# Intro to Wordnet functionality

While local context means a lot in understanding the meanings of words in a corpus, words also have ‘global’ commonly-known context-free meanings as well.

For instance, if we were to hear the adjective “great” without knowing the context, we would assume some meaning for it (i.e. context-free meaning is assigned). 

A reporsitory for such meanings (and other semantic manipulations) of words is a dictionary.

Imagine we could access and query an English dictionary at will inside py. 

We could apply the dictionary to text patterns we see in the corpus in order to obtain greater meaning.
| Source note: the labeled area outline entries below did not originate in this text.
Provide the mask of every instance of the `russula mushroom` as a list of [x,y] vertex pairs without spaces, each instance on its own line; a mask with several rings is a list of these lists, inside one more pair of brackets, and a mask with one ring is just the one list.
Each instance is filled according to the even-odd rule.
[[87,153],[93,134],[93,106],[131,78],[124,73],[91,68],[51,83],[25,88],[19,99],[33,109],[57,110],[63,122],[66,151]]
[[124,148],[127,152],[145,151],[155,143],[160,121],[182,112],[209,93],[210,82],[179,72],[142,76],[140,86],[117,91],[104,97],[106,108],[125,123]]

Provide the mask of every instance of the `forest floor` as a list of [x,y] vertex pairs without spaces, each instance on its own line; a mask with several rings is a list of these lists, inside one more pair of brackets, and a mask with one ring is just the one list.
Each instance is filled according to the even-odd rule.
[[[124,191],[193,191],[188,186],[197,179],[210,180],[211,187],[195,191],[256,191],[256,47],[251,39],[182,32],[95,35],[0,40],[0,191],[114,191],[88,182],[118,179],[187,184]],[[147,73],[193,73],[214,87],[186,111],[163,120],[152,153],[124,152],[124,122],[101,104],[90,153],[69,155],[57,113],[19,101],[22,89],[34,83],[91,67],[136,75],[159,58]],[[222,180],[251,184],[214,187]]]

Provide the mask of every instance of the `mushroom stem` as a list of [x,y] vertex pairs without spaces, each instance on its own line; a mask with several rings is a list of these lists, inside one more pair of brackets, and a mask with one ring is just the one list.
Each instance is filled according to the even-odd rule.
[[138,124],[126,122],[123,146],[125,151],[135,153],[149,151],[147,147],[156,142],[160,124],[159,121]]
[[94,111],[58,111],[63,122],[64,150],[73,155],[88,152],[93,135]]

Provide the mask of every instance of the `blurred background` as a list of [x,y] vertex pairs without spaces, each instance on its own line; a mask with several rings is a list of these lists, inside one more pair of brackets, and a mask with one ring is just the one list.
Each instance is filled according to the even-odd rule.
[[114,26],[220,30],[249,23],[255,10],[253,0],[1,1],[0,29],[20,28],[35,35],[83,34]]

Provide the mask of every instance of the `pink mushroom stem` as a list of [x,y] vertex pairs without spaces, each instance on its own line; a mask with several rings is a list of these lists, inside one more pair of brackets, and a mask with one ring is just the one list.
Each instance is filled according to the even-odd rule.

In what follows, we will query Princeton’s wordnet dictionary database from inside py via NLTK and then, spaCy.


### Setup Chunk

In [1]:
import nltk
import pandas as pd
nltk.download('wordnet')

[nltk_data] Downloading package wordnet to
[nltk_data]     C:\Users\31202\AppData\Roaming\nltk_data...
[nltk_data]   Unzipping corpora\wordnet.zip.


True

In [2]:
from nltk.corpus import wordnet as wn  # how to d/l wordnet in jupy or colab?

# querying for simple synonyms and antonyms
antonyms=[]
synonyms=[]
for syn in wn.synsets("good"): 
    for l in syn.lemmas(): 
        synonyms.append(l.name()) 
        if l.antonyms(): 
            antonyms.append(l.antonyms()[0].name()) 
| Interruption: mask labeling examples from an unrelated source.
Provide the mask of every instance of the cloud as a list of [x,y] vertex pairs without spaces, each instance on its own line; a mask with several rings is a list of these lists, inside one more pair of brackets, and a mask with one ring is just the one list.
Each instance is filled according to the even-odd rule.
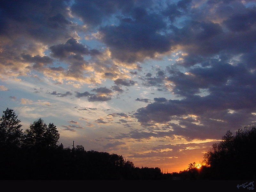
[[9,90],[4,85],[0,85],[0,91],[9,91]]
[[119,92],[121,93],[124,92],[124,90],[119,86],[117,86],[117,85],[114,85],[111,86],[111,88],[114,91],[116,92]]
[[159,98],[155,97],[154,98],[154,100],[156,102],[162,103],[167,101],[167,100],[164,97],[159,97]]
[[69,91],[67,91],[65,93],[60,93],[57,92],[56,91],[54,91],[51,93],[48,92],[47,93],[52,95],[56,95],[57,97],[67,97],[68,95],[72,95],[72,94]]
[[77,0],[71,7],[72,13],[82,18],[89,26],[97,26],[108,20],[112,15],[118,12],[129,13],[134,7],[146,7],[151,4],[151,1],[146,2],[131,1],[91,1]]
[[[60,59],[67,58],[71,56],[77,60],[83,60],[82,55],[92,55],[100,54],[99,51],[95,49],[89,50],[87,47],[73,38],[68,39],[65,44],[52,45],[49,48],[52,57]],[[72,54],[75,55],[72,55]]]
[[109,113],[108,115],[108,116],[111,116],[113,117],[120,116],[126,118],[128,118],[129,117],[129,116],[125,113]]
[[12,99],[12,100],[16,100],[17,99],[15,96],[10,96],[9,97],[11,98]]
[[111,100],[111,97],[106,96],[98,96],[94,95],[89,97],[88,100],[89,101],[106,101]]
[[106,87],[100,87],[96,89],[93,89],[92,91],[96,92],[98,94],[110,94],[112,93],[112,91]]
[[76,92],[76,97],[78,98],[80,98],[82,97],[87,97],[92,95],[92,94],[90,93],[88,91],[85,91],[83,93],[79,93],[79,92]]
[[22,98],[20,100],[20,103],[22,104],[30,104],[33,103],[33,101],[32,100]]
[[74,124],[78,124],[78,122],[77,122],[77,121],[74,121],[73,120],[71,120],[71,121],[68,121],[68,123],[73,123]]
[[107,143],[106,145],[103,146],[104,149],[109,149],[110,148],[112,148],[117,146],[119,145],[125,145],[125,143],[124,142],[121,142],[119,141],[116,141],[114,143]]
[[70,131],[72,132],[75,132],[76,131],[75,129],[71,129],[69,128],[68,126],[66,126],[66,125],[62,125],[62,127],[65,127],[65,129],[63,129],[63,130],[67,130],[67,131]]
[[120,78],[117,79],[114,81],[114,83],[116,85],[125,86],[131,86],[134,85],[135,83],[136,83],[136,82],[132,80],[125,79],[124,80]]
[[137,98],[135,100],[138,101],[142,101],[143,102],[145,102],[145,103],[148,103],[148,101],[149,101],[149,100],[150,100],[148,99],[140,99]]
[[103,118],[99,118],[97,120],[95,120],[94,121],[94,122],[95,122],[95,123],[99,123],[101,124],[106,124],[108,123],[108,122],[104,121],[103,120],[104,119]]
[[133,11],[132,18],[120,18],[118,25],[100,28],[101,40],[110,47],[112,58],[131,63],[170,51],[169,36],[158,32],[166,29],[163,16],[141,7]]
print("synonyms of good are:\n", synonyms)
print("="*20, "\n")
print("antonyms of good are:\n", antonyms)


synonyms of good are:
 ['good', 'good', 'goodness', 'good', 'goodness', 'commodity', 'trade_good', 'good', 'good', 'full', 'good', 'good', 'estimable', 'good', 'honorable', 'respectable', 'beneficial', 'good', 'good', 'good', 'just', 'upright', 'adept', 'expert', 'good', 'practiced', 'proficient', 'skillful', 'skilful', 'good', 'dear', 'good', 'near', 'dependable', 'good', 'safe', 'secure', 'good', 'right', 'ripe', 'good', 'well', 'effective', 'good', 'in_effect', 'in_force', 'good', 'good', 'serious', 'good', 'sound', 'good', 'salutary', 'good', 'honest', 'good', 'undecomposed', 'unspoiled', 'unspoilt', 'good', 'well', 'good', 'thoroughly', 'soundly', 'good']

antonyms of good are:
 ['evil', 'evilness', 'bad', 'badness', 'bad', 'evil', 'ill']


### Intro to synsets

Synsets or synonym sets are the basic unit of wordnet queries. 

A synset as the name suggests constructs a set of synonyms for different forms and contexts in which a word may occur.
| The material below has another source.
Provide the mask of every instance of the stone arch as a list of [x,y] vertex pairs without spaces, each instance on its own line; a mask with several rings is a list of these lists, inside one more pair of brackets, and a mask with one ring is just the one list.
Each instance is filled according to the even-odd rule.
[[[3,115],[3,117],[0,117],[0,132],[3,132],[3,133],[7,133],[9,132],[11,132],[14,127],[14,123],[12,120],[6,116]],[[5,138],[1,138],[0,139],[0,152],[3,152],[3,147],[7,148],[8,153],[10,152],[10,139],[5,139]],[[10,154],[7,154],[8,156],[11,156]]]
Below, we see 5 different contexts or word forms for 'car' in Eng as per wordnet.


In [3]:
# find synsets for the word 'car'
car_synsets = wn.synsets('car')
car_synsets

[Synset('car.n.01'),
 Synset('car.n.02'),
 Synset('car.n.03'),
 Synset('car.n.04'),
 Synset('cable_car.n.01')]

There's more that can be done in NLP with query-able dictionaries at our fingertips.

For instance we could dig deep to find out the lemma of every different context in which the word (say, 'car') appears.

Or find the more abstract or general form ('Hypernym') of a word (e.g., car --> vehicle or automobile).

Or the more specific form of the word i.e. Hyponym (e.g. 'car' -> 'cable car', 'rail car' etc.)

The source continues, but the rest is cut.